Soil nitrogen mineralization during laboratory incubation: Dynamics and model fitting

Soil nitrogen mineralization kinetics were studied for eight treatments of two soils in an aerobic long-term (30 wk) incubation experiment. Soil mineral-N (NH4+ and NO3−) in the leachates was measured every week during the first 9 wk and every 2 or 3 wk thereafter. The NH4+ percentage of the mineral-N ranged between 85 and 99% for all treatments in the first week of incubation and remained high (> 80%) in several treatments until the end of wk 4. Starting at wk 7, NH4+ concentrations were negligible in all treatments. The net N mineralization rate was 15–24 mg N kg−1 wk−1 during the first 4–6 wk and 2–5 mg N kg−1 wk−1 from wk 8 until the end of the incubation. Four models, (i) a one-component, first-order exponential model (the single model), (ii) a two-component, first-order exponential model (the double model), (iii) a one-component, first-order exponential model including a constant term (the special model), and (iv) a hyperbolic model, were fit to the cumulative mineral-N vs time data using a non-linear regression procedure.
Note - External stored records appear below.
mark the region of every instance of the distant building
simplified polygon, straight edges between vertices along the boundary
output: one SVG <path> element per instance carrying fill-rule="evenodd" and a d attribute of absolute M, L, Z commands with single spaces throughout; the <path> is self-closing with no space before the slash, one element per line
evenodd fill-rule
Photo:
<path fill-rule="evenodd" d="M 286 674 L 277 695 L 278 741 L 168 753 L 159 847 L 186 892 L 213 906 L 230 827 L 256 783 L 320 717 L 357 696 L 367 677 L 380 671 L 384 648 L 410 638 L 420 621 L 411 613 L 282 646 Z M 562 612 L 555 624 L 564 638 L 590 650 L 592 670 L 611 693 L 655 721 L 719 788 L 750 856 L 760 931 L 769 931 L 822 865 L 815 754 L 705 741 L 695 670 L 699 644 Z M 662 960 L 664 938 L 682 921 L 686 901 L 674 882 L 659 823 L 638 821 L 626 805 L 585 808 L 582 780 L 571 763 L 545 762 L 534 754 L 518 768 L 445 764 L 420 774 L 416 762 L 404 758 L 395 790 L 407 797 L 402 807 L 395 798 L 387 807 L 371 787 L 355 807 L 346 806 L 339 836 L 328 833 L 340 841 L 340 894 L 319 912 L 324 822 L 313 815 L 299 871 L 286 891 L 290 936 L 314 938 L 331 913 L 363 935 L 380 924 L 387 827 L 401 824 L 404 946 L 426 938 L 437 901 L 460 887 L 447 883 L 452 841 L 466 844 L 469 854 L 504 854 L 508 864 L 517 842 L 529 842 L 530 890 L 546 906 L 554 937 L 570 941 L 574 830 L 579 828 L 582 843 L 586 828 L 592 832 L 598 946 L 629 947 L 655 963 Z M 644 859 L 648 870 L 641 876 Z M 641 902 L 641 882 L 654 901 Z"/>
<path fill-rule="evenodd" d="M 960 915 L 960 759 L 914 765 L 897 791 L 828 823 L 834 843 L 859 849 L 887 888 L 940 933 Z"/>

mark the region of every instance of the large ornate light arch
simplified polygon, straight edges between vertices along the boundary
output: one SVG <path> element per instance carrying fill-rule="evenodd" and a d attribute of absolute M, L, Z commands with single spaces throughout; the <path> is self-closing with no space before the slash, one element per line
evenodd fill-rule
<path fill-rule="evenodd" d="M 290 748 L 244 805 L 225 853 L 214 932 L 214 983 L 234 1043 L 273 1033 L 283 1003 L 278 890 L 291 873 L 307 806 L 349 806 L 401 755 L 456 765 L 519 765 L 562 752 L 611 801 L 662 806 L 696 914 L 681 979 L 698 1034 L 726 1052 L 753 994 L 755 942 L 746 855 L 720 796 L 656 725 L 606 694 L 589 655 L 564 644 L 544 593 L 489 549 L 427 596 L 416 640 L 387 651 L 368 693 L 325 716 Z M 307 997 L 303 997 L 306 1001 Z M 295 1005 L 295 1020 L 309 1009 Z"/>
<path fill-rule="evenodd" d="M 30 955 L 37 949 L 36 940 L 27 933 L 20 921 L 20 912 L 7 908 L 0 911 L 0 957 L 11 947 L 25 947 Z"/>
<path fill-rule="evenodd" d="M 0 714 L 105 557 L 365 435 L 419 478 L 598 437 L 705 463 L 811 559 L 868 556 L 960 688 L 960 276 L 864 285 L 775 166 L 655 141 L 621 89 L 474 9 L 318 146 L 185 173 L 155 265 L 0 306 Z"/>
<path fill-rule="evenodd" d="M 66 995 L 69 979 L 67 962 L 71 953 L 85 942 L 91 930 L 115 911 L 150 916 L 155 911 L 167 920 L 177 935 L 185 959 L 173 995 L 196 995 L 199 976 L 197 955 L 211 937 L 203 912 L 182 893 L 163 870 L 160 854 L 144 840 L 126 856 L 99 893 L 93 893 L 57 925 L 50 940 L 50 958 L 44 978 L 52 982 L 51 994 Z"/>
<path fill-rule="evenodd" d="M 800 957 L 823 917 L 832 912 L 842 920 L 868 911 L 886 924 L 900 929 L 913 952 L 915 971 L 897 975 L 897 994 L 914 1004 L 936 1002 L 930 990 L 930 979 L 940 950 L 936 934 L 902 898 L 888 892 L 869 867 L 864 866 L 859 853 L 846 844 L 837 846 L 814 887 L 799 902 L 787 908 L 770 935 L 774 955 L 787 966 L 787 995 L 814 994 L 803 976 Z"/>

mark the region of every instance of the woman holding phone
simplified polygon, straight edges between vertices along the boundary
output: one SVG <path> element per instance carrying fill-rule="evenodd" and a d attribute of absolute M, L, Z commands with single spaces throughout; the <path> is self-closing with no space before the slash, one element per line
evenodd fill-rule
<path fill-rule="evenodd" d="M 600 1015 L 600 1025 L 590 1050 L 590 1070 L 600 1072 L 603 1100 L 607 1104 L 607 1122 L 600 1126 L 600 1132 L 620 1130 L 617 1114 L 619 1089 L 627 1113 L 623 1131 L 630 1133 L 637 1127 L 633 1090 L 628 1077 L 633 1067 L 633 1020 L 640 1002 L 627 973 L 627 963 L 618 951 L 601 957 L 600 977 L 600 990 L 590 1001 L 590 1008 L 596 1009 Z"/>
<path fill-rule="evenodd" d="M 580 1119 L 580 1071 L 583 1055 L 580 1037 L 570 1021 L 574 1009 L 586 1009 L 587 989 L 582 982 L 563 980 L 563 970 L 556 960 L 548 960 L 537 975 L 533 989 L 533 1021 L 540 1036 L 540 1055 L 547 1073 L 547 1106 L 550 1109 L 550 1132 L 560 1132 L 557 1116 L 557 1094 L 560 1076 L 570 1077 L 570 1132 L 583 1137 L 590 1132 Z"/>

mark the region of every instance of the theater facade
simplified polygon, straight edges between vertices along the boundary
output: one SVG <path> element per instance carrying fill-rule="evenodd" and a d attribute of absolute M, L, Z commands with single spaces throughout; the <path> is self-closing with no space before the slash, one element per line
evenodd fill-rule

The goodness of fit of the four models depended on the duration of incubation. With 30 wk data, the double and special models were significantly better than the other two models; with the first 15 wk data, the four models had essentially the same goodness of fit for seven out of eight treatments. The values of the regression parameters derived from each model also depended on the incubation duration. Results from this study show that the pool size and mineralization rate parameters in the different models are merely mathematically-defined quantities obtained from the kinetic analysis of the net N mineralization and do not represent any rigorously-defined pool sizes of potentially-mineralizable N and their mineralization rate constants in the soils.